My Review of Flashpoint 22" 5-in-1 Collapsible Disc Reflector, Translucent, White, Black, Silver & Soft Gold.

Originally submitted at Adorama

Flashpoint 22" 5-in-1 Collapsible Disc Reflector, Translucent, White, Black, Silver & Soft Gold.


I'd buy this again!

By cyberwitch from tucson, az on 1/10/2010

 

4out of 5

Pros: Good Color Value, Durable

Cons: Case is hard to open

Best Uses: Low Light, Indoors

Describe Yourself: Pro Photographer

These reflectors are really handy little things for controlling light in tight quarters. I also like the way the set is packaged, giving you several options in one. The most annoying thing about them, though, is the little black case that they come with.The zipper was sticky and it was hard to pack them back inside for storage.

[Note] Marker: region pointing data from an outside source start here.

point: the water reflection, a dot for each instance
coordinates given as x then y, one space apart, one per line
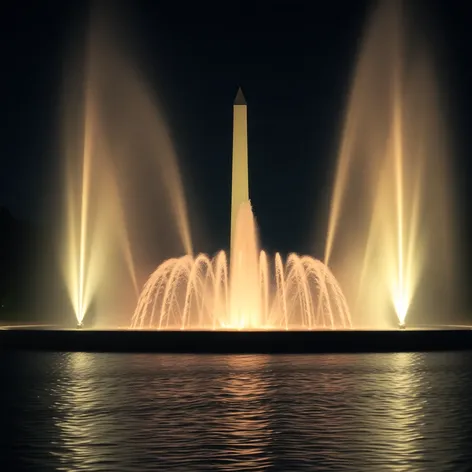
105 412
246 415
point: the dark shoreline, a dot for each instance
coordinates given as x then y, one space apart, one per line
236 342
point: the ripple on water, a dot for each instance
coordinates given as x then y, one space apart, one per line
115 412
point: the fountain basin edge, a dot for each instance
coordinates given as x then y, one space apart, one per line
236 342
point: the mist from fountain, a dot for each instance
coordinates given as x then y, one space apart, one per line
204 293
391 201
118 161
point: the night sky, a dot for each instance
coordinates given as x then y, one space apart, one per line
293 60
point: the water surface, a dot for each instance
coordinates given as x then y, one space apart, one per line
127 412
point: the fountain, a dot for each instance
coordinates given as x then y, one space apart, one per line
199 292
391 202
118 148
202 293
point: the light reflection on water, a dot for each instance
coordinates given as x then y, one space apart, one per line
121 412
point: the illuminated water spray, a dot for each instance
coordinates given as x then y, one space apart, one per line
113 134
391 197
249 292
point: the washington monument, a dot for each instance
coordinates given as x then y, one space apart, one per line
240 177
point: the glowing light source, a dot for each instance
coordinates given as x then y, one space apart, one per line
391 198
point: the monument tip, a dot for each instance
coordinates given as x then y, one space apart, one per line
240 100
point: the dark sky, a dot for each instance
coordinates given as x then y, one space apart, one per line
293 60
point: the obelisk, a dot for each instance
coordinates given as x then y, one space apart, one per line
240 177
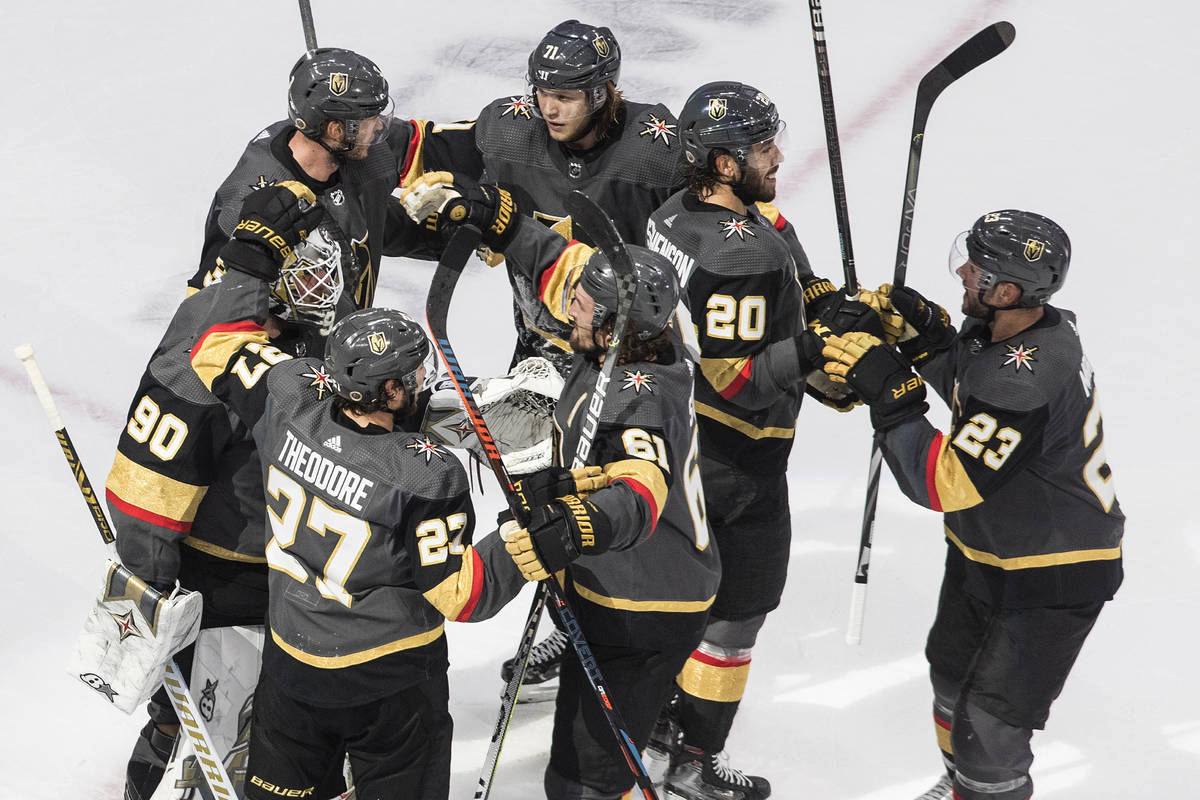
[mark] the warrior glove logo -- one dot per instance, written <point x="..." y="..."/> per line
<point x="1033" y="250"/>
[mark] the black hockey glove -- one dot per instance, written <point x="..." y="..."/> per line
<point x="879" y="374"/>
<point x="274" y="220"/>
<point x="928" y="329"/>
<point x="557" y="534"/>
<point x="547" y="485"/>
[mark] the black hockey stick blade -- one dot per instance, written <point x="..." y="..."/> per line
<point x="981" y="48"/>
<point x="604" y="233"/>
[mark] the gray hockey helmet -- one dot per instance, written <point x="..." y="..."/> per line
<point x="729" y="115"/>
<point x="372" y="346"/>
<point x="336" y="84"/>
<point x="1021" y="247"/>
<point x="576" y="55"/>
<point x="658" y="290"/>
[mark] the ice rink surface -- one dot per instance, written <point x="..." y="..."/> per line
<point x="123" y="118"/>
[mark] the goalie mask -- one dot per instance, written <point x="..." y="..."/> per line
<point x="370" y="347"/>
<point x="1020" y="247"/>
<point x="310" y="284"/>
<point x="658" y="290"/>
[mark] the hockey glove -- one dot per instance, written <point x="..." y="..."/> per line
<point x="444" y="200"/>
<point x="274" y="220"/>
<point x="928" y="329"/>
<point x="879" y="374"/>
<point x="557" y="534"/>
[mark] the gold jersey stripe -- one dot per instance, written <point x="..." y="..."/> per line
<point x="622" y="603"/>
<point x="1030" y="561"/>
<point x="451" y="595"/>
<point x="147" y="489"/>
<point x="745" y="428"/>
<point x="952" y="485"/>
<point x="645" y="473"/>
<point x="211" y="354"/>
<point x="361" y="656"/>
<point x="723" y="372"/>
<point x="221" y="552"/>
<point x="713" y="683"/>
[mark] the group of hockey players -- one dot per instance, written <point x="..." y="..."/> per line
<point x="279" y="457"/>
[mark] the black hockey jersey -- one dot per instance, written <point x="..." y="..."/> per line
<point x="741" y="280"/>
<point x="185" y="470"/>
<point x="359" y="208"/>
<point x="655" y="584"/>
<point x="1031" y="511"/>
<point x="371" y="530"/>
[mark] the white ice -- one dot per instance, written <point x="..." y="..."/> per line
<point x="121" y="118"/>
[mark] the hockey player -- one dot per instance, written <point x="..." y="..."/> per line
<point x="1033" y="527"/>
<point x="371" y="541"/>
<point x="748" y="286"/>
<point x="185" y="491"/>
<point x="340" y="142"/>
<point x="571" y="130"/>
<point x="640" y="566"/>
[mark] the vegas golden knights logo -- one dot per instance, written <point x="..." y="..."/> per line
<point x="1033" y="250"/>
<point x="378" y="342"/>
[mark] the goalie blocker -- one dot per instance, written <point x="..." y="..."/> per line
<point x="130" y="636"/>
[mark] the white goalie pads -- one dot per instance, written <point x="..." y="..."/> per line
<point x="519" y="409"/>
<point x="130" y="635"/>
<point x="225" y="672"/>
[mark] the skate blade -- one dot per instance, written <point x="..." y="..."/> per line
<point x="543" y="692"/>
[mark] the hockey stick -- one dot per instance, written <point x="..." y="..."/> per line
<point x="177" y="687"/>
<point x="833" y="148"/>
<point x="981" y="48"/>
<point x="310" y="31"/>
<point x="445" y="277"/>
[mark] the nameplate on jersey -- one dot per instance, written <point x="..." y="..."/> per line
<point x="324" y="474"/>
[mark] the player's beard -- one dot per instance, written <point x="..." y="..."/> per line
<point x="756" y="185"/>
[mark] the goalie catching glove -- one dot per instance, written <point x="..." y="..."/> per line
<point x="130" y="636"/>
<point x="879" y="374"/>
<point x="443" y="200"/>
<point x="274" y="220"/>
<point x="557" y="534"/>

Overall though for the price they are very functional, especially for macro and small product shots.

(legalese)

1/7/10

Street Walking

On December 25 I did a photo shoot under the best conditions -- the streets were deserted, and in the clear brilliant light late on a winter afternoon I photographed street murals, facades and gargoyles without having to deal with traffic and crowds.  I collected a number of new images for a collection I'm hoping to put together on street art.
Street art covers a lot of things, from  community-sanctioned murals to guerrilla art on sidewalks and signs. The artists may be known or only guessed at.  Some of my favorite images are of the blue dogs on a long-gone construction fence downtown: carefully drawn and colored, racing off into the cracks in the wall. Who did that? What other art did that person make?  Why? We'll never know. It's art for art's sake, to leave a presence in the world, or maybe to make a bit of beauty on something so functional and impersonal as a fence. Anyway, for the most part, these artists create their work on houses, walls and other public and semi-public places without a wish for fame or even acknowledgement, just for the sake of doing it.  And so I suppose that my love of photographing that kind of thing comes from a wish to capture and preserve those pieces of anonymous creativity that pop up to decorate and personalize even the most prosaic things in our day to day world.

This piece is a new favorite -- a wild little bear that's part of the facade at Hippie Gypsy on 4th Avenue.